Pregnant women with high levels of the endocrine disrupter PFOA
(perfluorooctanoic acid used in the manufacture of as Teflon and
Gore-Tex) in their bodies were three times as likely to have daughters
who grew up to be overweight,
reported the New York Times’ Nicholas Kristof.
4. Sugar substitutes.
Artificial sweeteners have always been billed as a way to cut calories
and lose weight. But recent research shows they may do just the
opposite. When researchers at the University of Texas Health Science
Center
studied 474 people who
drank two or more artificially sweetened soft drinks a day they found
the people gained five times as much as those not drinking diet drinks.
Thanks for nothing!
There are three reasons artificial
sweeteners may do more harm than good. One is that some of the
sweeteners—which tend to be chemicals like acesulfame potassium and
aspartame—may slow metabolism, speculate researchers. Secondly,
artificial sweeteners separate “food seeking behavior” from the “reward”
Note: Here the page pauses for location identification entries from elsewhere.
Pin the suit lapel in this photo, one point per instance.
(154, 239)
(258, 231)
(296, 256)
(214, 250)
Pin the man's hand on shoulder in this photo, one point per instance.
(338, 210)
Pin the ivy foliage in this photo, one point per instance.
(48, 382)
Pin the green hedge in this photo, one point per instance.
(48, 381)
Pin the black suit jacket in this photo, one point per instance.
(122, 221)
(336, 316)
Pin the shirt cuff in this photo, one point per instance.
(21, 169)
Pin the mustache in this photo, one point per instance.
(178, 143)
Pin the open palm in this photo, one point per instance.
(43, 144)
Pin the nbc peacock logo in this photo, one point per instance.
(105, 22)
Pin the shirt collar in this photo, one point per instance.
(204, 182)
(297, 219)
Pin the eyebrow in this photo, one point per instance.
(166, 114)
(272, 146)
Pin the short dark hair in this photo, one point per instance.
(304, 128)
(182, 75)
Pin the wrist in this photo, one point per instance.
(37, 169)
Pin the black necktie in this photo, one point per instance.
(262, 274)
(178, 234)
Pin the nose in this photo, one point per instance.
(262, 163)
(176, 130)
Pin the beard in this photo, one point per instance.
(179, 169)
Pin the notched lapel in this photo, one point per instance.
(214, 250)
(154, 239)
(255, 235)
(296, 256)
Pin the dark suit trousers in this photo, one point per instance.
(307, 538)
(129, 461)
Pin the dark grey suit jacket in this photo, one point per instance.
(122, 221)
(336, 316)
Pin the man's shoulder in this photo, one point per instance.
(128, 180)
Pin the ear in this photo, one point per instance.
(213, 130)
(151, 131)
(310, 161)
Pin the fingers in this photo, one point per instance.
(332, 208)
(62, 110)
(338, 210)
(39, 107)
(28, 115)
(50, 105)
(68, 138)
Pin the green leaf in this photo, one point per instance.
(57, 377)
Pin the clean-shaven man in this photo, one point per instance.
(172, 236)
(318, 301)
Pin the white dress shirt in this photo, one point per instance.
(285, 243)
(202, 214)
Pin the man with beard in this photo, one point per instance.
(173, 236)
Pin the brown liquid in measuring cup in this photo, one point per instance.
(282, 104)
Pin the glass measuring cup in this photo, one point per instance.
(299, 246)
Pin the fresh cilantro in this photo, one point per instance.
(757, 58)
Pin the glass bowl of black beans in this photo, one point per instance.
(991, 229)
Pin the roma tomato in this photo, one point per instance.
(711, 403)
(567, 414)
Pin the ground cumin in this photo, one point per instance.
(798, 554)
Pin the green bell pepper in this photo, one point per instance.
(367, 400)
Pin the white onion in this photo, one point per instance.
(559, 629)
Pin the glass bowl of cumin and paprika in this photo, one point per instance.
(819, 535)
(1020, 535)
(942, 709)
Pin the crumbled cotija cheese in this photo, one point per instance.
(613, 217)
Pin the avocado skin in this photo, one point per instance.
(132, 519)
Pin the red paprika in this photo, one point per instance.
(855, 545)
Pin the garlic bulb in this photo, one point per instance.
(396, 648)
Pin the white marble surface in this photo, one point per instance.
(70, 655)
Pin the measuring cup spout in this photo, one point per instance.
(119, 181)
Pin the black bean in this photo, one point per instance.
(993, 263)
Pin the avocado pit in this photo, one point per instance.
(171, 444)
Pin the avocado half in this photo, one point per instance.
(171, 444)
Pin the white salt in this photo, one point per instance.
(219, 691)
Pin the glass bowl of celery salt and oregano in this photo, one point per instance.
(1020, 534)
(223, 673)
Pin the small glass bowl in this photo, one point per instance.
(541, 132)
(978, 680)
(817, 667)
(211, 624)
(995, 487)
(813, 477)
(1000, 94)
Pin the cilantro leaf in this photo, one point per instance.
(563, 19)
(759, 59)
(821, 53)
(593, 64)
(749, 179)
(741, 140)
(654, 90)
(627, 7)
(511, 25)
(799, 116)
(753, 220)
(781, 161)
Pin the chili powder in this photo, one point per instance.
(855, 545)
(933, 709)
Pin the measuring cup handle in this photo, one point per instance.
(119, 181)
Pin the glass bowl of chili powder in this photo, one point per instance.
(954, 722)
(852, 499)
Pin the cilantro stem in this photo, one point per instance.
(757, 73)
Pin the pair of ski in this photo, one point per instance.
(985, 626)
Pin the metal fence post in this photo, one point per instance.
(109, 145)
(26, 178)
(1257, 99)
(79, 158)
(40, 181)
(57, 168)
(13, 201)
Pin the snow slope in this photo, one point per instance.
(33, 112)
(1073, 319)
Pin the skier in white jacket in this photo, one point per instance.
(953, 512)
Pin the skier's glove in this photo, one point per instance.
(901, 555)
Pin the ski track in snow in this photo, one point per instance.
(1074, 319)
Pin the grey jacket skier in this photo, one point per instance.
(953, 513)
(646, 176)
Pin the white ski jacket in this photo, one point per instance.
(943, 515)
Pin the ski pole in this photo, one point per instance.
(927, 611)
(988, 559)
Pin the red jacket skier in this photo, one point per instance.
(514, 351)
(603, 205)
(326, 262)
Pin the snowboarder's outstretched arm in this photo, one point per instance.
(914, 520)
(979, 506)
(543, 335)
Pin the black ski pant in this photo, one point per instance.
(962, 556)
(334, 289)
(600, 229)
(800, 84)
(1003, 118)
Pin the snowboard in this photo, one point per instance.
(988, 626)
of real nutrients and can set up sweets addictions because the reward
is never received. They literally “train” people to crave sweets.
Finally the presence of artificial sweeteners in a product doesn’t
automatically mean natural sweeteners aren’t present too. Some food
manufacturers use both. Read the label. Marion Nestle, a professor in
nutrition, food studies and public health at New York University and
leading food expert, told me she isn’t aware of any convincing evidence
that proves artificial sweeteners help people to lose weight. One
artificial sweetener, Splenda, has similarities to endocrine disrupting
pesticides….
5. Industry and government marketing. Most people are aware of aggressive junk food marketing, especially to children, and everyone from
Disneyland to First Lady
Michelle Obama has spoken out about it. In a
study in the journal Pediatrics,
children who tasted identical graham crackers and gummy fruit snacks,
some with and some without cartoon characters, “significantly preferred
the taste of foods that had popular cartoon characters on the
packaging.” Who says advertising doesn’t work?
Researchers who studied
500,000 California middle- and high-school students found
those who attended schools located near fast-food
outlets—surprise!—weighed more. Still, it is not just the food industry
that is responsible for our growing national girth.
The
USDA, even though it cautions food consumers about high-fat,
obesity-linked foods, plays the other side of the street as well and is
linked to a group that seeks to get people to double their cheese intake
to help milk sales.
Dairy Management,
a USDA “marketing creation” with 162 employees, according to the New
York Times, has helped Pizza Hut, Taco Bell, Burger King, Wendy’s and
Domino’s cheesify their menu options!
“If every pizza
included one more ounce of cheese, we would sell an additional 250
million pounds of cheese annually,” rhapsodized the Dairy Management
chief executive in a trade publication. Though Dairy Management is
mostly funded by farmers, it received $5.3 million from the USDA during
one year, for an overseas dairy campaign, which almost equals the total
$6.5 million budget of USDA’s Center for Nutrition Policy and
Promotion—the group that cautions us about fatty foods like cheese. Yes,
the government is talking out of both sides of its mouth when it tells
the public what to put in its mouth.